Bacterial Endotoxin Testing by limulus amebocyte lysate (LAL) was also performed on the same batch of product used for sterility dose verification, which passed with acceptable levels, further ensuring the safety of the device. The Sterility Validation and Bacterial Endotoxin Testing are provided within this submission.
CLINICAL DATA
Clinical trials were not performed for the MixJect® Transfer Device.
CONCLUSION
The differences between the predicate and the subject devices do not raise any new or different questions of safety or effectiveness. The subject device, MixJect® Transfer Device is substantially equivalent to the predicate device, MixJect Dispensing Pin / with Detachable Vial Holder / with Detachable Vial Holder and Preattached Needle.
§ 880.5440 Intravascular administration set.
(a)
Identification. An intravascular administration set is a device used to administer fluids from a container to a patient's vascular system through a needle or catheter inserted into a vein. The device may include the needle or catheter, tubing, a flow regulator, a drip chamber, an infusion line filter, an I.V. set stopcock, fluid delivery tubing, connectors between parts of the set, a side tube with a cap to serve as an injection site, and a hollow spike to penetrate and connect the tubing to an I.V. bag or other infusion fluid container.(b)
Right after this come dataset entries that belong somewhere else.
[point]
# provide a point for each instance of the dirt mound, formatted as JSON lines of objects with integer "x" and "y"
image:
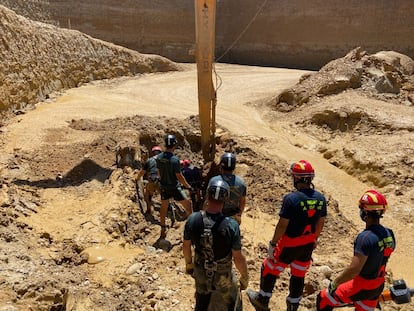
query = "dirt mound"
{"x": 87, "y": 169}
{"x": 386, "y": 75}
{"x": 39, "y": 59}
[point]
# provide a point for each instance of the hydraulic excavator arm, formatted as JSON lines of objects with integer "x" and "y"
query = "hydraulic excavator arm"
{"x": 205, "y": 19}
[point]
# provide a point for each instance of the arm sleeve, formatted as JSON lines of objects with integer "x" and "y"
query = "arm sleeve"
{"x": 236, "y": 240}
{"x": 285, "y": 211}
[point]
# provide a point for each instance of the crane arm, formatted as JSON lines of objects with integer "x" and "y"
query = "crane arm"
{"x": 205, "y": 18}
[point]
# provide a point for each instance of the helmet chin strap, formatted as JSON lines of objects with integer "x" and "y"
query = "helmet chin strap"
{"x": 301, "y": 181}
{"x": 363, "y": 214}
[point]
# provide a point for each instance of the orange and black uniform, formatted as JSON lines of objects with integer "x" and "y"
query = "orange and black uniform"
{"x": 376, "y": 242}
{"x": 303, "y": 208}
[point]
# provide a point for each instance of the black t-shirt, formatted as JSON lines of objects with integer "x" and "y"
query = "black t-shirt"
{"x": 303, "y": 209}
{"x": 226, "y": 235}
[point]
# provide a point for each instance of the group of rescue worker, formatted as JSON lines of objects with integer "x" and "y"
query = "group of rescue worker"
{"x": 212, "y": 239}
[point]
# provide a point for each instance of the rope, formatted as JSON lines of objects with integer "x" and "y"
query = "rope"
{"x": 244, "y": 30}
{"x": 217, "y": 76}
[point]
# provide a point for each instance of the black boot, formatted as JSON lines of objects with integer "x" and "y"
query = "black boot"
{"x": 259, "y": 302}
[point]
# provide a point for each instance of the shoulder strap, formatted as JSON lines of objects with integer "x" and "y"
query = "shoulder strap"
{"x": 206, "y": 239}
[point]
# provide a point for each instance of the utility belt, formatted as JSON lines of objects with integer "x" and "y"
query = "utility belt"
{"x": 153, "y": 179}
{"x": 223, "y": 264}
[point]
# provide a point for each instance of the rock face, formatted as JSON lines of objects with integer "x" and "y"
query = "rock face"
{"x": 294, "y": 34}
{"x": 375, "y": 75}
{"x": 38, "y": 59}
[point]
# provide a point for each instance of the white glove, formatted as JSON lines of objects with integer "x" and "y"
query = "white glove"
{"x": 271, "y": 250}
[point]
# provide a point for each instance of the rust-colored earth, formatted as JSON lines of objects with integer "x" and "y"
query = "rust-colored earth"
{"x": 73, "y": 237}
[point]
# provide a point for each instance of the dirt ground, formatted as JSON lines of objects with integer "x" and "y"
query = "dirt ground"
{"x": 73, "y": 237}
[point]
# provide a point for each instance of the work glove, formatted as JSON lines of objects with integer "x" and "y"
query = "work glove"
{"x": 189, "y": 268}
{"x": 271, "y": 250}
{"x": 244, "y": 282}
{"x": 315, "y": 245}
{"x": 332, "y": 287}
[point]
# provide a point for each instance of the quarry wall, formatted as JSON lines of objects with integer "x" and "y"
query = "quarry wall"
{"x": 285, "y": 33}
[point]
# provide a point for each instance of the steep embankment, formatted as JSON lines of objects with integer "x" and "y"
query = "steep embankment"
{"x": 292, "y": 34}
{"x": 38, "y": 59}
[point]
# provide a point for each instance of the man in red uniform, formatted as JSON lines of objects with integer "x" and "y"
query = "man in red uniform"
{"x": 302, "y": 217}
{"x": 362, "y": 282}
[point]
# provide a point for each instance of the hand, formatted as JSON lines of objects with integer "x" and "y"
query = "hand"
{"x": 189, "y": 268}
{"x": 332, "y": 287}
{"x": 244, "y": 282}
{"x": 271, "y": 250}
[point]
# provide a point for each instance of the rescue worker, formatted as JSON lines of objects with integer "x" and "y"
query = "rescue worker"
{"x": 302, "y": 218}
{"x": 171, "y": 180}
{"x": 362, "y": 282}
{"x": 150, "y": 173}
{"x": 217, "y": 241}
{"x": 193, "y": 175}
{"x": 234, "y": 206}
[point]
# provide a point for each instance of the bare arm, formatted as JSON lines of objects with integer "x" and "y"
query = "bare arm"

Classification. Class II (special controls). The special control for pharmacy compounding systems within this classification is the FDA guidance document entitled “Class II Special Controls Guidance Document: Pharmacy Compounding Systems; Final Guidance for Industry and FDA Reviewers.” Pharmacy compounding systems classified within the intravascular administration set are exempt from the premarket notification procedures in subpart E of this part and subject to the limitations in § 880.9.